As for whats "better" -- i would say that the P4 "computer" but the AMD route is a better "deal" -- it's your money. If it were me, I'd buy AMD but that's me.


----------



## EMO-TOCROSS

Yeah two reasons support me wanting the AMD more, 1.) You recomend it, that means alot to me. 2.) Its not cheaper, its Waay cheaper  . I have recieved all my money today, and will most likely be ording tomarrow, So im gonna post my setup one more time cuz i've changed around with it, and would like to here a good final opinion on it before I order it. your opinions change the world


----------



## Praetor

> So im gonna post my setup one more time cuz i've changed around with it, and would like to here a good final opinion on it before I order it. your opinions change the world


Geesh the pressure! The pressure! I wish my opinions could get me hooked up with this girl! 

Yeah, the cheaper does help dont it? Hell even if you looked at Option 01, that a HELL of a goddang system for $1100. I shocked even myself ... not often does one squeeze a A64, an ASUS mobo and a nice 160GB-8MB HDD into a sub $1500 box. You'd be surprised how much something like that (with crappier parts) would cost ya if you bought OEM -- there's truth to the statement about "$1000 OEM sticker"

Cheers


----------



## EMO-TOCROSS

Operation system: Windows XP Corp.

Case And PSU : ENERMAX Silver 10-BAY ATX Mid-Tower Case(Aluminum Front Panel) with 400W Power Supply, Model "CS-EN5171LBFS-S" -RETAIL

Processor: AMD Athlon XP 2500+ "Barton", 333 FSB, 512K Cache Processor - OEM

Motherboard: ASUS "A7N8X-E Deluxe" nForce2 Ultra 400 Chipset Motherboard for AMD Socket A CPU -RETAIL

RAM: OCZ Ultra High Performance Dual Channel Kit 184-Pin 1GB (512MBx2) DDR PC-3200 - Retail

Graphic Card: Info-Tek ATI RADEON 9600PRO Video Card, 256MB DDR, DVI/TV-Out, 8X AGP, Model "R9600-PRO D3H" -RETAIL

Sound Card: Already have a Audigy 2 -- Very nice

Hard Drive: Western Digital Special Edition 80GB 7200RPM IDE Hard Drive, Model WD800JB, OEM Drive Only

CD/CD-RW/DVD Drive:  Lite-On 52X32X52X16 Combo Drive, Model SOHC-5232K, Retail 

CPU Processor Fan: Thermaltake POLO 735 Extreme 3 in 1 CPU Cooler for AMD K7 & K8 and Intel P4 processors, Model "POLO 735" -RETAIL

80mm Fan: AeroCool UV LED Case fan 80MM, Model "AeroFans-UV-BG-SV" -RETAIL (3)

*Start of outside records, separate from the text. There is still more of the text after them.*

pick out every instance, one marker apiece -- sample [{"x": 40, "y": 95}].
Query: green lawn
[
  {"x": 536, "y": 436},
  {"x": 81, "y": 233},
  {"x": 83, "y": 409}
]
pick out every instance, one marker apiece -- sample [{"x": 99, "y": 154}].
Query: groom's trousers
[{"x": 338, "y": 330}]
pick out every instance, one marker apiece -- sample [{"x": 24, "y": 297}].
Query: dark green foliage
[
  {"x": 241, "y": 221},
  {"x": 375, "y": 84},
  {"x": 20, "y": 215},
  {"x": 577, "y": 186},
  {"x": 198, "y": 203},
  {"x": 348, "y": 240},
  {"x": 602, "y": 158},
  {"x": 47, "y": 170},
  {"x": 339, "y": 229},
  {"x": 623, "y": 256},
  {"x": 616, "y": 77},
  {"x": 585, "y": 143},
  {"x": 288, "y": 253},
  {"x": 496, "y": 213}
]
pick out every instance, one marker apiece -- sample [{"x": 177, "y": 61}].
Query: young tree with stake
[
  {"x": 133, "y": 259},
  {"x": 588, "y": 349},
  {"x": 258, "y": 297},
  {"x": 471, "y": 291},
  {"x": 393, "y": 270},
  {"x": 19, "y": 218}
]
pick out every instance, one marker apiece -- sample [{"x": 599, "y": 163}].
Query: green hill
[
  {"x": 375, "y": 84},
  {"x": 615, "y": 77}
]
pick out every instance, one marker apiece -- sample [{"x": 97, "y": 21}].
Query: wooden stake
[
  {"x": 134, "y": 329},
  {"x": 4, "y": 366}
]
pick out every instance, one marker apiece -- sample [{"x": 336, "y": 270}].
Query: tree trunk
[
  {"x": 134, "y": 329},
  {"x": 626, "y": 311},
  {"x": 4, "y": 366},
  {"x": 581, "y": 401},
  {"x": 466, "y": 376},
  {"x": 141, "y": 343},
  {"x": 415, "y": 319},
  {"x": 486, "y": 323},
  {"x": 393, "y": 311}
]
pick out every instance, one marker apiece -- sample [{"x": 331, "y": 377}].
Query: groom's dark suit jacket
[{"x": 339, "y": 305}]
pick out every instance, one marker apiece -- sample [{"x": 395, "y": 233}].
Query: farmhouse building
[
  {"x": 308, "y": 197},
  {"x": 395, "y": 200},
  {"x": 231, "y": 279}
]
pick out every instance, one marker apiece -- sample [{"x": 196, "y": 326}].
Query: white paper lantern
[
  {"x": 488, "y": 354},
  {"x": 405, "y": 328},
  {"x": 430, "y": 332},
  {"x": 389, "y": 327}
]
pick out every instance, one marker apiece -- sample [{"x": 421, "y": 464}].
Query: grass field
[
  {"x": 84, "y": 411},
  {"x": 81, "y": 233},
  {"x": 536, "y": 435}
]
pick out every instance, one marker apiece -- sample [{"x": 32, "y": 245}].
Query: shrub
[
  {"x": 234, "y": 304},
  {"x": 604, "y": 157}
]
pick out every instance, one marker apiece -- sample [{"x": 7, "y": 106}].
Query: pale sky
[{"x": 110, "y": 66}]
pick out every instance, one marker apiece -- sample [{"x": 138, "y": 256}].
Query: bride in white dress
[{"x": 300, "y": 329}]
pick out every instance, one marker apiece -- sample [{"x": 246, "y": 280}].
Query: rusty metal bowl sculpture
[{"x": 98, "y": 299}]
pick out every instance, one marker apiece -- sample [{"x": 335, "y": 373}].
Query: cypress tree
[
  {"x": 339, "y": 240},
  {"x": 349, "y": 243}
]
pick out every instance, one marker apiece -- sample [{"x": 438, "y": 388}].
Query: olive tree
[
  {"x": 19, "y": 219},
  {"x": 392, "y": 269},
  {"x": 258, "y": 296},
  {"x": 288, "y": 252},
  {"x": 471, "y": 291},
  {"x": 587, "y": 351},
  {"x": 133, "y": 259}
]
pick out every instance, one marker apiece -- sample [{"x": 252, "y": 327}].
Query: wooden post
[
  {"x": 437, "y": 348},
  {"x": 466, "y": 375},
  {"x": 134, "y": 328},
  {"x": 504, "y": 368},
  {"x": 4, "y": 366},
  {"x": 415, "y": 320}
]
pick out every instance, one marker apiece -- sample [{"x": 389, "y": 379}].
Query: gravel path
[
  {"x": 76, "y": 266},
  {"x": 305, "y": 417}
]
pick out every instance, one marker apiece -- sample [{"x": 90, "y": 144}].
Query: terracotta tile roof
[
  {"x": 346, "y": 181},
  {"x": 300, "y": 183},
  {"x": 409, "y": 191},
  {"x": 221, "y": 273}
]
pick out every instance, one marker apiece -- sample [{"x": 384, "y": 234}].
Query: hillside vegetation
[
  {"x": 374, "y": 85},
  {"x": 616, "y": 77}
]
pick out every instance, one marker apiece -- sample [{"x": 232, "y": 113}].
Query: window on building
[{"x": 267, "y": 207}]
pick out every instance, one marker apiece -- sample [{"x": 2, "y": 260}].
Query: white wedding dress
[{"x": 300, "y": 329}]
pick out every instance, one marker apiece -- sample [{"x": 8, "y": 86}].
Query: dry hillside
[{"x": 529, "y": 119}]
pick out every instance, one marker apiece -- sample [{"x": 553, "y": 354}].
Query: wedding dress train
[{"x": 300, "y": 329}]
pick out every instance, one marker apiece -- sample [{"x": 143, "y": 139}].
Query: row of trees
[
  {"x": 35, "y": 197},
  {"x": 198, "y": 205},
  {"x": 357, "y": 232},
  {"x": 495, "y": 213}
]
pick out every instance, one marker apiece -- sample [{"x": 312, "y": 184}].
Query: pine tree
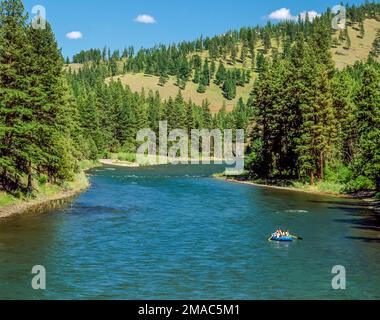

120mm Fan: Aerocool 120MM Aerolite Blue Color LED Case Fan, Model "AeroFlow-BB" -RETAIL (1)

Speakers: Already have some

Monitor: Flat Screen Already Owned

Mouse: Have Extras

Keyboard: Have Extras

TOTAL: $ 715.44  ----   $ 847.70 (Thats how much the Intel setup cost :-0! )


Question, Will the hermaltake POLO 735 Extreme 3 in 1 CPU Cooler for AMD K7 & K8 and Intel P4 processors, Model "POLO 735" -RETAIL Work on my new processor? How about everything else with the motherboard? Thanks man -!


----------



## Praetor

- The Fan is universal it will work everywhere, here's a link for the badboy http://www.xoxide.com/ttextreme.html ... although the CPU fan SHOULD come with some thermal paste ... IF it doesnt, MAKE SURE YOU GET SOME lol.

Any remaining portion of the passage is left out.